Et au PDCI, l’expérience parle d’elle-même. Après des mois de résistance face à la question de la relève, le silence devient plus stratégique que frontal. Car la lucidité a fini par l’emporter : nul n’est éternel, pas même en politique. Ce qui hier était perçu comme une trahison est aujourd’hui analysé comme une nécessité démocratique.
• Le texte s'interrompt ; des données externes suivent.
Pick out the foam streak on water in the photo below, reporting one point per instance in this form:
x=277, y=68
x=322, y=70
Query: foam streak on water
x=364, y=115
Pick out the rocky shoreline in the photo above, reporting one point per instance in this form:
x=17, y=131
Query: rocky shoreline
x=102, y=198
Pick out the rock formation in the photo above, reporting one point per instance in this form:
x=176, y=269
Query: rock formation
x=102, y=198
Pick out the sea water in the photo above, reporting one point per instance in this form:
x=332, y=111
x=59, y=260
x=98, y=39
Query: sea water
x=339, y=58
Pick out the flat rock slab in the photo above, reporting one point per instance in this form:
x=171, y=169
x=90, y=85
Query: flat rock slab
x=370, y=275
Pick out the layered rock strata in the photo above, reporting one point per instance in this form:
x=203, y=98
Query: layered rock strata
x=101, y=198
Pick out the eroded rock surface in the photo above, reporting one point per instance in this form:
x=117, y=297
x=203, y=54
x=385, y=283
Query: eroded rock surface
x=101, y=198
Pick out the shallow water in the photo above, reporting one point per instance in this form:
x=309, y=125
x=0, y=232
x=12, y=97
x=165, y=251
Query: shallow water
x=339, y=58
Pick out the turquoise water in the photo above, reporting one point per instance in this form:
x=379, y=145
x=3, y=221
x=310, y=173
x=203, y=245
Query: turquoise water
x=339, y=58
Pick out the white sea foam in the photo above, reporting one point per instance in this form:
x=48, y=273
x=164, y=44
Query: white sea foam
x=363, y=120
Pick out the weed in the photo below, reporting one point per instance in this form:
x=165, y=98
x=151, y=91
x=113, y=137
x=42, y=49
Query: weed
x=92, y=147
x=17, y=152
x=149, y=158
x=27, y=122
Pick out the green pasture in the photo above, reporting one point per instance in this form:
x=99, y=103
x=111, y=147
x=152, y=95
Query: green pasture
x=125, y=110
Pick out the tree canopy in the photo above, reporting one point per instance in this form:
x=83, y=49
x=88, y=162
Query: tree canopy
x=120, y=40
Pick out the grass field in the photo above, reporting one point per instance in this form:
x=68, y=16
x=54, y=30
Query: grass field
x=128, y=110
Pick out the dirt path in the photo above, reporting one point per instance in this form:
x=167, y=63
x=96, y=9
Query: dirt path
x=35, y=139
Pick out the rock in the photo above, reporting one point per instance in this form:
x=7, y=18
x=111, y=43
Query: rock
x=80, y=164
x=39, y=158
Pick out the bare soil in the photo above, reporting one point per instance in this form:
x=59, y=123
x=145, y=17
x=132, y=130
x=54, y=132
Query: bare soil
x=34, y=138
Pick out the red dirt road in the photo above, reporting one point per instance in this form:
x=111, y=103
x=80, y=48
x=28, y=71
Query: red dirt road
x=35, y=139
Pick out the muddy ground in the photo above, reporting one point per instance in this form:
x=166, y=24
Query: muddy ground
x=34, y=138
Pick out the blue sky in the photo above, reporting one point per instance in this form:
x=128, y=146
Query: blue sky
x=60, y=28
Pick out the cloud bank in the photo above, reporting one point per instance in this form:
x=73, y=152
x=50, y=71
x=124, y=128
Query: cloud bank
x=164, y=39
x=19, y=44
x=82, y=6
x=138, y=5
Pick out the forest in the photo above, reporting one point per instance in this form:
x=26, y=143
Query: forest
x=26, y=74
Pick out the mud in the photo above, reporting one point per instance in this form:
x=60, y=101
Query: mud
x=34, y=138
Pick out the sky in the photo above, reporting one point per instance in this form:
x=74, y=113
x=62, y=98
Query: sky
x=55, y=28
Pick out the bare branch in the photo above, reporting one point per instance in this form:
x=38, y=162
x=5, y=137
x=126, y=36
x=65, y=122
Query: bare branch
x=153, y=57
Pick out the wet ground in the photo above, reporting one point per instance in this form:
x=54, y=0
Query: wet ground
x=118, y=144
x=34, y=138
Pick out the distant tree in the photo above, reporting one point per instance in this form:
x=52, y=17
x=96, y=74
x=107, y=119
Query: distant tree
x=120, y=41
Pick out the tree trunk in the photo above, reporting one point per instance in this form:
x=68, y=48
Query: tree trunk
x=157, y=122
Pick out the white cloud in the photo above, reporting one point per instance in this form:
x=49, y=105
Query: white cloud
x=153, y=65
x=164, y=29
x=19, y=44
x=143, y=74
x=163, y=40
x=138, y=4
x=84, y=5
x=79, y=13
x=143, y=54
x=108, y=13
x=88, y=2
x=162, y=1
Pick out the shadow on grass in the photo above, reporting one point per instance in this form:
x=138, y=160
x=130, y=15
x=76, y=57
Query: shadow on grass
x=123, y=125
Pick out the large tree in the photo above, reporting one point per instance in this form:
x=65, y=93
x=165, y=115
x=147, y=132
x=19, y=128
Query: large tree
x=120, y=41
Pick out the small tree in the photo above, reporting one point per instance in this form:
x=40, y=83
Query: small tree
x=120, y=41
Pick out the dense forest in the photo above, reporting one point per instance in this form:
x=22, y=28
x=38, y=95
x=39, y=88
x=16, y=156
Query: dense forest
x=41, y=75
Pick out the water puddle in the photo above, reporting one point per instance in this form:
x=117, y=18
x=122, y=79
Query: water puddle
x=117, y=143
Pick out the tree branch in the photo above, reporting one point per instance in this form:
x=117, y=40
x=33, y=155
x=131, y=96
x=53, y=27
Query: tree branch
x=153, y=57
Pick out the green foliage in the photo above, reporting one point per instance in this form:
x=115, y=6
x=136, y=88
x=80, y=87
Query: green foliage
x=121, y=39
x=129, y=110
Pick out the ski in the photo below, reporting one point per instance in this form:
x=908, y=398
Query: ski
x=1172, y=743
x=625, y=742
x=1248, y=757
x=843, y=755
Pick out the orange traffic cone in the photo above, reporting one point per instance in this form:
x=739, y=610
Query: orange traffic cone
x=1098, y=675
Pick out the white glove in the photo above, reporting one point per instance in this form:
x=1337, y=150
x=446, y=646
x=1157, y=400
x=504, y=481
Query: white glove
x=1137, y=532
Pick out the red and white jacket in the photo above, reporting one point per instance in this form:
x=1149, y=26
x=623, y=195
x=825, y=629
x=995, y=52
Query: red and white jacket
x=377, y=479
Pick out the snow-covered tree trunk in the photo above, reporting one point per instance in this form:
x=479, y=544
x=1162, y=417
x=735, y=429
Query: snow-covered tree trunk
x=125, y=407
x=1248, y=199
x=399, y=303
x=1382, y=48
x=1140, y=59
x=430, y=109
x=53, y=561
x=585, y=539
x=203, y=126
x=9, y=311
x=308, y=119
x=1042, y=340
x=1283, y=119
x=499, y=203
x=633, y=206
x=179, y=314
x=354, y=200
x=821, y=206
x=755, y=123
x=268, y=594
Le mal, en réalité, n’est pas dans le Plan B. Il est dans le déni du réel. Gouverner, c’est prévoir. Et prévoir, c’est préparer les transitions avant qu’elles ne s’imposent dans l’urgence ou le chaos. Le Sénégal vient de le prouver. Diomaye Faye, hier plan B discret de dernière minute, est aujourd’hui président. Un homme issu de l’ombre, mais pas de l’improvisation. Une réussite politique qui doit inspirer.
Même à l’international, les exemples abondent. Emmanuel Macron fut, en quelque sorte, un Plan B d’un système essoufflé, projeté au sommet faute de mieux, mais porté par une promesse de renouveau. Kamala Harris, même si son image s’est brouillée, reste un symbole fort de ce que peut représenter un plan de relève réfléchi, même dans l’urgence. Que dire de Joe Biden lui-même, dont les doutes sur l’endurance forcent les démocrates à rouvrir des scénarios de substitution ?
Non, décidément, le Plan B n’est pas un drame. C’est une marque d’intelligence politique, d’anticipation institutionnelle, de respect envers les électeurs. Un système qui s’y refuse est un système qui nie la nature même du pouvoir : sa finitude. C’est aussi une manière de préparer l’opinion à accepter que le leadership n’est pas un destin unique, mais une construction collective.
Il est temps de dédramatiser l’alternative. Un plan B n’est pas un désaveu. C’est un devoir. Ce n’est pas une trahison. C’est une preuve de maturité. Ce n’est pas un recul. C’est une protection contre l’incertitude.
Et peut-être qu’au fond, le vrai problème n’est pas le Plan B, mais l’obsession de croire que l’on est irremplaçable.